Framing the Problem

DAGs describe flows of jobs, assets, and dependencies. In practice, errors, retries, and external failures distort the DAG, introducing apparent cycles. Monitoring today is event-driven but not predictive — lacking a formal basis for quantifying disorder and anticipating collapse.

Entropy as a Field on DAGs

  • Each edge or stage has associated metrics: throughput, backlog, error rate.
  • We define entropy as a measure of unpredictability in those distributions.
  • More important is the rate of change of entropy (dS/dt): fast rises signal systemic instability.

This makes entropy a field defined across the DAG, like a potential that can be differentiated to predict flow failures.

Markov Chains for Flow Dynamics

Flows can be modeled as Markov chains:

  • States = stages of the DAG, plus failure/retry states.
  • Transitions = probabilities of job movement between states.
  • Transition matrices adapt over time from empirical metrics.
  • Entropy then characterizes uncertainty in the transition matrix.

This enables simulation of “most likely future paths” and early-warning signals for rare but costly transitions (e.g., cascading retries).

Bayesian Belief Updates

Bayesian inference layers on top of Markov dynamics:

  • Prior = baseline flow performance distribution.
  • Evidence = observed metrics (backlog, latency, errors).
  • Posterior = updated belief about DAG health, SLA compliance, and risk.

This allows continuous learning: flows become self-aware of their reliability, with confidence intervals for risk prediction.

Analogy to Ampère–Maxwell Law

The Ampère–Maxwell law describes how currents and changing electric fields generate magnetic fields:

∇ × B = μ₀ ( J + ε₀ dE/dt )

By analogy:

  • Flow current (J) = throughput of jobs across the DAG.
  • Electric field (E) = accumulated backlog or pressure in the system.
  • Magnetic field (B) = governance or operational response field (alerts, tickets, interventions).
  • Displacement current (dE/dt) = rate of change of backlog/entropy, which drives governance activity even without immediate throughput.

This reframes governance as a field response proportional not only to actual flow but also to changes in systemic stress.
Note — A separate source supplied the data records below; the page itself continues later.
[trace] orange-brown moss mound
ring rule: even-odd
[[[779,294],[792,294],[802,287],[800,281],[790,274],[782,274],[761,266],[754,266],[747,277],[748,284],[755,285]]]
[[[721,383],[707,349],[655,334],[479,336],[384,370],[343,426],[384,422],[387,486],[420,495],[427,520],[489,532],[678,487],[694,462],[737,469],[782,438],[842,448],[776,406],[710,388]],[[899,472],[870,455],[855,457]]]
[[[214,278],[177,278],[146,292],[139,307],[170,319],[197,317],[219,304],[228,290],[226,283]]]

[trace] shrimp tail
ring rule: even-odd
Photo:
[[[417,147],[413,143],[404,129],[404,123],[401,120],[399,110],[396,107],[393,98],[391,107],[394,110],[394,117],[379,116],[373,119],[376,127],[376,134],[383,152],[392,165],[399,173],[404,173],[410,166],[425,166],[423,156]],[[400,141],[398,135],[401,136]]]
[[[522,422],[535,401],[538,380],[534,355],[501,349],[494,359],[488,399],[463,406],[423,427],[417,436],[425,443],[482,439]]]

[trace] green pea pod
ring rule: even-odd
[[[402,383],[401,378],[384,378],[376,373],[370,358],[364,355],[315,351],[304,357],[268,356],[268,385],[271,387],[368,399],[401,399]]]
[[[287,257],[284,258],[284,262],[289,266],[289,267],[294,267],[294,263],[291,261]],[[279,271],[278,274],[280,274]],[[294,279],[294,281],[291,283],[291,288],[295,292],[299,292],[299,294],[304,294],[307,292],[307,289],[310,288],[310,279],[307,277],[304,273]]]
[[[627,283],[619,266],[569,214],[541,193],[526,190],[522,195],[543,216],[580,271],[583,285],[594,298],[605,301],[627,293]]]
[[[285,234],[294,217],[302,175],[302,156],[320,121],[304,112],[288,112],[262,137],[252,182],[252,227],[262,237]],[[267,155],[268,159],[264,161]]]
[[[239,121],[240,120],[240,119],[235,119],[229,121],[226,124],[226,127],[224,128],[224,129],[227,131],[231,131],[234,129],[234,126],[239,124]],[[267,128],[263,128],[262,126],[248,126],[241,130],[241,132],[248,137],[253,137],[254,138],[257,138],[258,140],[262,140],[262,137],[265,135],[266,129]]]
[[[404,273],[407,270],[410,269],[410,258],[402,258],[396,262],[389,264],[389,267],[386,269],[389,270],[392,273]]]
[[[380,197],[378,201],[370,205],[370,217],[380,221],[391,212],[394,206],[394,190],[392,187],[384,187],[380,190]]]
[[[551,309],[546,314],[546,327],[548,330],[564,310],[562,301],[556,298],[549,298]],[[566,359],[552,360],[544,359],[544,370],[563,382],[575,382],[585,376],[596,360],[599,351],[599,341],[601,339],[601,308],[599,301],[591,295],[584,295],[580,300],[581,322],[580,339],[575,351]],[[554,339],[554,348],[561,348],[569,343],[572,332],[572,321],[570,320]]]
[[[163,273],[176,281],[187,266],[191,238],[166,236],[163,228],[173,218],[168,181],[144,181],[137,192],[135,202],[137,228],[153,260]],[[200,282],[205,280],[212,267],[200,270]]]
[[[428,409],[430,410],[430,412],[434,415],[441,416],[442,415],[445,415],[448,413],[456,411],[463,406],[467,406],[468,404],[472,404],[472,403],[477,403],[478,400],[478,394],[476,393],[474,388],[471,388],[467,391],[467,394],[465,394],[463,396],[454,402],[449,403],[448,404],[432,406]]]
Just as in physics, ignoring displacement terms underestimates risk.

Implementation Sketch

  1. Data Plane: Ingest job transitions, metrics, logs.
  2. Markov Substrate: Build adaptive transition matrices from observed data.
  3. Entropy Fields: Compute entropy and its derivative per stage/edge.
  4. Bayesian Inference: Continuously update DAG health beliefs.
  5. Governance Field: Encode SLO/SLA response as the Maxwell-like closure law.

Research Implications

  • Unifies stochastic models (Markov), inferential models (Bayesian), and field-theory analogies (Maxwell) into one framework.
  • Provides a scientific foundation for predictive observability, going beyond dashboards into principled AI-driven governance.
  • Offers a bridge between SRE practice and theoretical physics-inspired research.

Next Steps

  • Formalize the entropy field equations for DAG substrates.
  • Test predictive accuracy of dS/dt against incident data.
  • Extend the Ampère–Maxwell analogy into full Maxwell-like equations for observability, potentially linking with information-theoretic conservation laws.

This technical note is designed to guide deeper research collaboration and experimental validation of entropy-augmented DAG observability.